Obama and the Democrats fiercely reject the notion that the punishment they would inflict on Americans who will not do what they are ordered to do is a tax. They still insist it is a penalty or fine, no more of an imposition than the charge bill collectors may impose for late payment.
Besides, if their punishment was defined as a tax, crafty White House strategists feared Republicans would use it against them in the upcoming election. But a tax it is, the chief justice ruled, handing the GOP a lethal political issue in the presidential and Senate elections on Nov. 6.
Not only is it a tax, but it is one that will be levied on people who cannot afford to buy health insurance, let alone pay an annual tax to the government.
Certain Americans will be exempt from the tax, such as those who would have to shell out more than 8 percent of their income for a health care policy, those who fall below the tax threshold, those exempt for their religious beliefs, members of American Indian tribes and those in prison.
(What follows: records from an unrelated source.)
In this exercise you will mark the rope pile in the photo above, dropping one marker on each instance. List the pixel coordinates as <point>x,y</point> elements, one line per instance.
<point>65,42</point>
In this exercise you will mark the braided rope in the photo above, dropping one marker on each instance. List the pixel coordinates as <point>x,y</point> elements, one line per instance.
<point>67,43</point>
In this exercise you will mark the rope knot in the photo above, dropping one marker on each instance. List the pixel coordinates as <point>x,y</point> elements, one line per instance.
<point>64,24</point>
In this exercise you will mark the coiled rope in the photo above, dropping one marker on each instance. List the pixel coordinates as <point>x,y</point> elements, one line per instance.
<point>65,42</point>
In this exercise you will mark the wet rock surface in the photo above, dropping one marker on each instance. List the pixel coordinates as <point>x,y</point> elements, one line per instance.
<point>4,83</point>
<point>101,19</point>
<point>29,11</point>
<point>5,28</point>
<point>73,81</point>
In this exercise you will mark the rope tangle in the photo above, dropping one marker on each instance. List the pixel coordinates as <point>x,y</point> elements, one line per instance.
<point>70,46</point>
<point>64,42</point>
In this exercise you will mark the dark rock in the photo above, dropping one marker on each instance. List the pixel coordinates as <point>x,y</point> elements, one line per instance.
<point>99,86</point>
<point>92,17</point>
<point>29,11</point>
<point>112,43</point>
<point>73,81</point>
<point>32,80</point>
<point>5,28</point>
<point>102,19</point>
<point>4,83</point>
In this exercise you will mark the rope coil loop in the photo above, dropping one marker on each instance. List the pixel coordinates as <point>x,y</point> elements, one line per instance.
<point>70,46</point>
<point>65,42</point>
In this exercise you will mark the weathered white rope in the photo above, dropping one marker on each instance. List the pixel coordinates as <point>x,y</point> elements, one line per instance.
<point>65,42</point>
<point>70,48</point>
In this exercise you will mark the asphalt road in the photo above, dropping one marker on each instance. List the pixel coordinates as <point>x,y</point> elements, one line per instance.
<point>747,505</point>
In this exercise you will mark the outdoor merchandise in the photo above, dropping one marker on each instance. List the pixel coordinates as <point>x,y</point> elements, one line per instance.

But the rest of us without insurance would get a tax bill from the IRS, starting at $95 in 2014, $325 in 2015, and $695 in 2016 for an adult and $375 per child, with annual tax increases after that.
Nearly 4 million uninsured Americans will pay this tax, according to the nonpartisan Congressional Budget Office, though there are estimates running higher than that.
In his popular economics blog, Stanford University economist Keith Hennessey points out that according to CBO's analysis, "more than three-fourths of (the people affected) are not rich."
"CBO says that under this law in 2016 there will be 400,000 people below the poverty line who will be uninsured and pay the tax," Hennessey writes.
Moreover, if you add the income groups up to five times the poverty level, "we see that under this law there will, in 2016, be 3 million people with incomes less than $59,000 (singles) or $120,000 (families of four) who will be uninsured and have to pay the tax," Hennessey adds.
"These three million people are not rich, they will be uninsured, and they will be required to pay higher taxes. The tax increases on these people... clearly violate the president's pledge not to raise taxes on anyone earning less than $250K," he reminds us.
There is now the increasing likelihood that many more Americans will choose to pay the lesser fine than buy a more costly insurance policy. A typical family health insurance policy could cost $20,000 a year, Turner says.
Meantime, while Roberts may have found a clever way to change the defined terms of the law, it does not lessen its unjust assault on economic freedom.
Justice Anthony Kennedy, who wrote the dissenting opinion for the four justices who wanted the law struck down in its entirety, took aim at Roberts' legal wordplay. "[W]hat Congress called a 'penalty,' the court calls a tax. What Congress called a 'requirement,' the court calls an option ... in short, the court imposes a tax when Congress deliberately rejected a tax."
Now the fate of Obamacare rests in the hands of the voters. If the Republicans win back the White House and take control of the Senate, this law will surely be repealed.